Published January 05, 2009
Beware a politician’s promises.
In his pursuit of national health care reform, President-elect Barack Obama has repeatedly promised Americans two big things:
-- that if they like the health insurance they have today, nothing will change, and
-- that his health reform plan will save the typical American family $2,500 annually in health care costs.
Yet, if Obama sticks with the health proposals he has outlined so far, it is highly unlikely that either of these promises can be kept. And that’s putting it charitably.
The main problem is that Obama has proposed creating a new government-sponsored enterprise — a taxpayer-financed health plan, run by federal officials, that would “compete” directly with private health plans. Moreover, the “competition” would take place through a new “national health insurance exchange,” something the president-elect envisions as a kind of national shopping mall for coverage, managed by Washington.
Unfortunately, rigorous analysis indicates this approach would end up displacing much of today’s existing private health coverage. Millions of Americans, especially those now getting coverage provided by their employers, would lose the private insurance plans they have today.
A government-run health plan is, of course, not a new idea. A perennial favorite among “liberal” health policy wonks, the program’s most recent high-profile champions include Tom Daschle, Obama’s choice for secretary of the U.S. Department of Health and Human Services (HHS), and Senator Max Baucus, chairman of the powerful Senate Finance Committee.
In the Obama version, the new government health plan would be open to the uninsured and those ineligible for other government coverage, like Medicare and Medicaid. It would feature comprehensive benefits like those available in the Federal Employees Health Benefits Program (FEHBP), the program that covers members of Congress, federal workers and retirees.
It sounds reasonable, but there’s one little problem with using the FEHBP as a model: It offers no government health plan at all. The FEHBP promotes premium-saving competition among a wide variety of health plans, but they are all private plans, ranging from managed care plans to health savings accounts.
In the FEHBP system, all of the risks and liabilities are assumed by private-sector plans, not by the taxpayers. But under the proposed new government health plan, taxpayers would be saddled with all the risks, losses, and liabilities—just as with the recent series of big bailouts.
Worse, in the Obama version, government officials would not only participate in the national competition by entering their own plan, they would also set the rules for the competition itself. It would be like having an umpire who not only makes the calls, but also fields one of the teams on the field. Some “fair” competition.
But “fairness” is not the biggest issue. What really matters is how it would affect your health coverage.
When the Obama health plan was unveiled, the Lewin Group, a nationally respected and politically independent econometrics firm based in Virginia, put it under the microscope. Their October 2008 analysis estimated the plan would help 26.6 million Americans gain health insurance coverage. A good thing, to be sure.

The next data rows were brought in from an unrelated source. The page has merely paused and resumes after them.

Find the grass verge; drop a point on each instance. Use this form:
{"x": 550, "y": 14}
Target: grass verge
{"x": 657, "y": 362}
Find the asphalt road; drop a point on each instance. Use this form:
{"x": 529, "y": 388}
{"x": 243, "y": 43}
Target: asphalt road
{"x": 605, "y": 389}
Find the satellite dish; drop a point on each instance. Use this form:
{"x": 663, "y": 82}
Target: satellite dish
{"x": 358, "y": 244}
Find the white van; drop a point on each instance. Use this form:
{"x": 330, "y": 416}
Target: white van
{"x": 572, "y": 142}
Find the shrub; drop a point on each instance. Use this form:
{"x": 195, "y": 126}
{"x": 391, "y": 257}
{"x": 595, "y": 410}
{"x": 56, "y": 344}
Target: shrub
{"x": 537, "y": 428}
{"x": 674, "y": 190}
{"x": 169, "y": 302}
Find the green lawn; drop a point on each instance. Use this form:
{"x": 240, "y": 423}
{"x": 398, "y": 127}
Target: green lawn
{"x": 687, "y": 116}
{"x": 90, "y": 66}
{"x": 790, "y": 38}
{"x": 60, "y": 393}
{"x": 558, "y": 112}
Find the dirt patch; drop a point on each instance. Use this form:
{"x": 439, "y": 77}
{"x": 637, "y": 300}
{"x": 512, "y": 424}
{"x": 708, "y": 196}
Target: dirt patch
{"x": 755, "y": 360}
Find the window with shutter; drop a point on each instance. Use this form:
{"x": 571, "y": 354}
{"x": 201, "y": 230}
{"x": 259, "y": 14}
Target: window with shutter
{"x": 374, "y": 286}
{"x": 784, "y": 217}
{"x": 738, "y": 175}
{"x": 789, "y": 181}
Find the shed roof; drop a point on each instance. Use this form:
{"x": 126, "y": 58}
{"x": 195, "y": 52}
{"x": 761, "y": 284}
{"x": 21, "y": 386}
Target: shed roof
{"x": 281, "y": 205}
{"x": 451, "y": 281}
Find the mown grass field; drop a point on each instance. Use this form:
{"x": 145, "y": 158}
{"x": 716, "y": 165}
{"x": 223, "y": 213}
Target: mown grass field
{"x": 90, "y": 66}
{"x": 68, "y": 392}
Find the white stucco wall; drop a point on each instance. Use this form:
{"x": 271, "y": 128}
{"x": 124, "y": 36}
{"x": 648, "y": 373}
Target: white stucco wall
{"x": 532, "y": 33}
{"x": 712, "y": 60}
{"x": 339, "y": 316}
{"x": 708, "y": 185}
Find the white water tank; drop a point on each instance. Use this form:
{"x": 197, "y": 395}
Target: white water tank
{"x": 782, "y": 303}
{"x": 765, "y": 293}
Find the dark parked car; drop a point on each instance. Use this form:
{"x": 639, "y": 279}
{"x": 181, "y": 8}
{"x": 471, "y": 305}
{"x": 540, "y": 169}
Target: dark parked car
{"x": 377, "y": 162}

But Lewin concluded that the proposal would produce some very unpleasant changes, as well. Many employers would stop offering private coverage, switching an estimated 18.6 million employees over to the new government plan. Overall, Lewin estimated, 21.6 million Americans would lose their existing private health coverage, while the ranks of those insured by government (i.e., taxpayers) — under Medicaid and SCHIP, as well as the new plan — would swell by an estimated 48.3 million. These are bad things.
More recently, in a special Capitol Hill briefing, the Lewin Group unveiled an updated analysis of the government plan, based on different design elements. They projected that the loss of private health insurance coverage could range from a low of 10.4 million to a high of 118.5 million, depending on such factors as the pool of eligible enrollees and the kind of payment rates adopted by the new government plan.
Employers make the key decision to keep or dump health insurance; employees have little or no say in that decision. That’s why no one can promise that “nothing will change” for individuals and families who like their existing coverage.
President-elect Obama promised many changes. But in health care, he promised that change would ensure patient choice of doctor and care, without government interference. He also promised that (1) those who want to keep their current coverage would have no problem doing so and (2) those without coverage would get the same kind of insurance available to members of Congress. These are wonderful promises. But they can’t be kept with the approach he has suggested taking.
Robert Moffit is director of The Heritage Foundation’s Center for Health Policy Studies.